Hmmm… hmmm? It mentions that when I call foo and bar, it’s trying to make something mutable that’s actually immutable. Eh? Okay, let’s see. The local captured variable was “moved” to live beyond the function’s stack frame, so that’s fine. I’m using FnMut so that I can actually mutate the captured variable, that’s fine. I’m wrapping the whole damned thing inside a Box so that the whole closure can persist beyond the function call, and finally, all I’m trying to do is to increment the mutable captured line_no var inside my for loops. That also sounds fine. So when did the contents of the box become immutable?

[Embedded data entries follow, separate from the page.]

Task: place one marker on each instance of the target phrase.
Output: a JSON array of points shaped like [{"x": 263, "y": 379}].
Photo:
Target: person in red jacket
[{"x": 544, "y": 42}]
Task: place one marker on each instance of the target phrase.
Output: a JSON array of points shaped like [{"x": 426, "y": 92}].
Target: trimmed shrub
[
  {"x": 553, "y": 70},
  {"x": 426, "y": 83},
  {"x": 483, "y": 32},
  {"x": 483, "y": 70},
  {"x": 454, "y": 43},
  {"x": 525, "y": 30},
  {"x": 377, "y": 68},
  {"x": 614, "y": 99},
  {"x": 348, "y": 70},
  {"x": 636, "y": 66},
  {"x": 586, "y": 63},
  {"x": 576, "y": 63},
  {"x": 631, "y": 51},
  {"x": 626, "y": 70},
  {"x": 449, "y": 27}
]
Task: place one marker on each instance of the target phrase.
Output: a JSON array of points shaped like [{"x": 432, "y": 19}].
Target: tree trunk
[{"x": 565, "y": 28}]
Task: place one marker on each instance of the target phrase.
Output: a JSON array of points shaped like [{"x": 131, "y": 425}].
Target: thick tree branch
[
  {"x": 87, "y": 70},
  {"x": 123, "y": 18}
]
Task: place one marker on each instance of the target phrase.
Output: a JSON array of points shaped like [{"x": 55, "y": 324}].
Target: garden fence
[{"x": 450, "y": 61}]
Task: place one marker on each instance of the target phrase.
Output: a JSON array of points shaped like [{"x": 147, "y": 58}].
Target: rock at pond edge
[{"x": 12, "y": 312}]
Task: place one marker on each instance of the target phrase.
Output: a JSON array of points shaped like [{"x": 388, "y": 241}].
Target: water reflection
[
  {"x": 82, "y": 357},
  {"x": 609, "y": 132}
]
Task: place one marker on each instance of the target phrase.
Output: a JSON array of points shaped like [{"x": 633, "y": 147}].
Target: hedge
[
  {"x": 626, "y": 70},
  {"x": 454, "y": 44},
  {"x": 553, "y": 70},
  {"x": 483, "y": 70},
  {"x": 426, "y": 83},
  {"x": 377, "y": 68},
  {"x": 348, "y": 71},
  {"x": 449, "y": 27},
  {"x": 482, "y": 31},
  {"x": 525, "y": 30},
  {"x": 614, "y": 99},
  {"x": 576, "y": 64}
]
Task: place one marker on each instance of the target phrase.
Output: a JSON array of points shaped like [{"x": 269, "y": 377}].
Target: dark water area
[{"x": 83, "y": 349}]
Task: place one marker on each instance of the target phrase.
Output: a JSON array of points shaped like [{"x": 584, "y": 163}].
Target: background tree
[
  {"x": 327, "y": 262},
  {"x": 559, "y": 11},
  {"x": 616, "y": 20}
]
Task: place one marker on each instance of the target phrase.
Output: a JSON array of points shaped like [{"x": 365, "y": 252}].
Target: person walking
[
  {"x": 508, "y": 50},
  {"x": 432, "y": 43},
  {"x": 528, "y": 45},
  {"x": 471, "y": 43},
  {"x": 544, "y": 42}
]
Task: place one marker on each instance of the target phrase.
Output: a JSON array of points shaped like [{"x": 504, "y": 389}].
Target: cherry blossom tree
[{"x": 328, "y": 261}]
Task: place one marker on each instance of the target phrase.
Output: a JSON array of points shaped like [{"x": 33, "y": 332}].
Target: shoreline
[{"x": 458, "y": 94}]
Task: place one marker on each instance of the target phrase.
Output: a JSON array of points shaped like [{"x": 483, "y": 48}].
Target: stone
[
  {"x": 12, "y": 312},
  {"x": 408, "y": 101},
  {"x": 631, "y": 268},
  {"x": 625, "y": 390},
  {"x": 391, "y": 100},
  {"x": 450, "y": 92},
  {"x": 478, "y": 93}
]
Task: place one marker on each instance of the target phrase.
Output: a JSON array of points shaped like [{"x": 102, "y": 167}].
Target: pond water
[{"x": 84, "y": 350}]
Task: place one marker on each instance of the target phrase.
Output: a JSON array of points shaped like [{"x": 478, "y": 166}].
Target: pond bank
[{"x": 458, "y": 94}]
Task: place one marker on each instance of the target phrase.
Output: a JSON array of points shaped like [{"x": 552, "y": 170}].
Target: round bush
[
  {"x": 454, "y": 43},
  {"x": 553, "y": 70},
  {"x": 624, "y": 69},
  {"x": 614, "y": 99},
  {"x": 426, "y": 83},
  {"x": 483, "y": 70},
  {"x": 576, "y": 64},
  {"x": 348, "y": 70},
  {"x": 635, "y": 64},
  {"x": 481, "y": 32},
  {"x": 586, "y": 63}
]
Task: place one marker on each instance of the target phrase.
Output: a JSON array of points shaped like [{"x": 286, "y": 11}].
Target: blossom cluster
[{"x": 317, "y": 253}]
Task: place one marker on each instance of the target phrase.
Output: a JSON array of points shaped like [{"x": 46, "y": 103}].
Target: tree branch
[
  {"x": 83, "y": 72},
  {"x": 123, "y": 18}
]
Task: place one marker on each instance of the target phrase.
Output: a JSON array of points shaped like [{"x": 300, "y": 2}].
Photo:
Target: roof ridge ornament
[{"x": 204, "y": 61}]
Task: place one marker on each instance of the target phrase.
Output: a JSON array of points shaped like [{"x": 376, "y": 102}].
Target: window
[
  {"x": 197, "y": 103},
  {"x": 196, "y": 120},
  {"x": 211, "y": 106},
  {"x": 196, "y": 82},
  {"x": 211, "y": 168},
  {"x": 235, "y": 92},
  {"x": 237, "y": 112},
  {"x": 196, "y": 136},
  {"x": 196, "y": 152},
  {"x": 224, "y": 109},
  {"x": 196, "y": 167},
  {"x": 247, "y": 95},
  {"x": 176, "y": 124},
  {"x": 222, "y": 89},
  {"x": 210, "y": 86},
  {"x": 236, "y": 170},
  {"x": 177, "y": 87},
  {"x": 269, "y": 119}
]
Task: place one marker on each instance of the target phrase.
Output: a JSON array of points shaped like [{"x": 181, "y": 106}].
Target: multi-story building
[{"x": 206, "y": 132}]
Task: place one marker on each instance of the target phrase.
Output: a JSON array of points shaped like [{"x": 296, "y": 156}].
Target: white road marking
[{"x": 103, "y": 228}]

All right, let’s see the final version first.

Final version

fn gen_line_number() -> Box<FnMut() -> ()> {
    let mut line_no = 0;

    Box::new(move || {
        line_no += 1;

        println!("Current line number: {}", line_no);
    })
}

fn main() {
    let mut foo = gen_line_number();

    for _ in 0..5 {
        foo();
    }
    
    println!("");

    let mut bar = gen_line_number();

    for _ in 0..5 {
        bar();
    }
}

and running it,

bash-3.2$ rustc hoyte-blog.rs 
bash-3.2$ ./hoyte-blog 
Current line number: 1
Current line number: 2
Current line number: 3
Current line number: 4
Current line number: 5

Current line number: 1
Current line number: 2
Current line number: 3
Current line number: 4
Current line number: 5

Wow! Glory at last! Heh. Well, if you have the eyes of a hawk, you’ll observe that the only change was adding the mut qualifier to the closure handles in main. So what that extremely useful, intuitive, and helpful error message was telling us is that we have a boxed closure containing a captured mutable local var which we’re updating in every iteration of the respective for loops, but unfortunately we have assigned the closures to immutable handles, and so the whole thing just won’t work.

Whew. And seriously, wtf?

Rust appears to be great fun when things go well, but when things go badly (and they will, of course), it can be quite a PITA. Granted, I am not an expert or even an intermediate Rust programmer, but perhaps people’s complaints about the learning curve being seriously fucked up aren’t really exaggerated. If the learning curve had been at least logical, it would be a different matter. As things stand though, the more I venture into the language, the more “patched-together” it appears to be. Also, all the various exceptions to the rules in addition to the myriad rules about exceptional scenarios aren’t really helping, folks. I doubt anything can really be done about it now, though. Heh.